Kitapların dünyasına inmemiş herkes,kitap okuyanların istisnasız her şeyden anladığını düşünür.Ama bunu saygıyla karışık değil,daha ziyade bencil düşünceleri için kullanır.Örneğin;peyzajdan musluk tamirine,dekorasyondaki estetik anlayışından boya yapmaya...
Örnek;çoğaltıldıkça çoğaltılabilir.
Çok kitap okuyanlarda bir numara yok aslında.Çok kitap okuyanlarda sadece her olguya,kişiye,kuruma,tabuya şüpheyle yaklaşan (septik)bir anlayış olgunlaşıyor ve algıları gittikçe genişlediği için meseleleri ampirik(deneyci,denetçi,bilimsel)bakış açısıyla görmelerini sağlıyor ve "bilmiyorum"yahut "ya öyle değilse"cevapları çoğalıyor.
Okumayan da okuyan da bir numara var sanıyor.

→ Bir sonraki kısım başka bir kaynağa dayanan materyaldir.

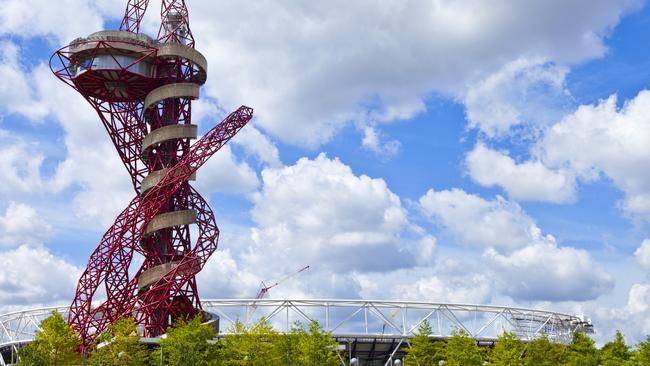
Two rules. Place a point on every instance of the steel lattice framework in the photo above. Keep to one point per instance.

Bizim tek farkımız;bilmediğimizi,bilemeyeceğimizi biliyor olmak.
Onların yegane eksiği;bilmeden bildiklerini sanmak ya da bilmediğini net sonuçlarla biliyor hale geleceğini sanmak.Aslında hiçbirimiz hiçbir şeyi bilmiyoruz.
Evren bir umman.Kıymetli olan keşfe dair net sonuçlar elde etmek değil keşfe çıkmak.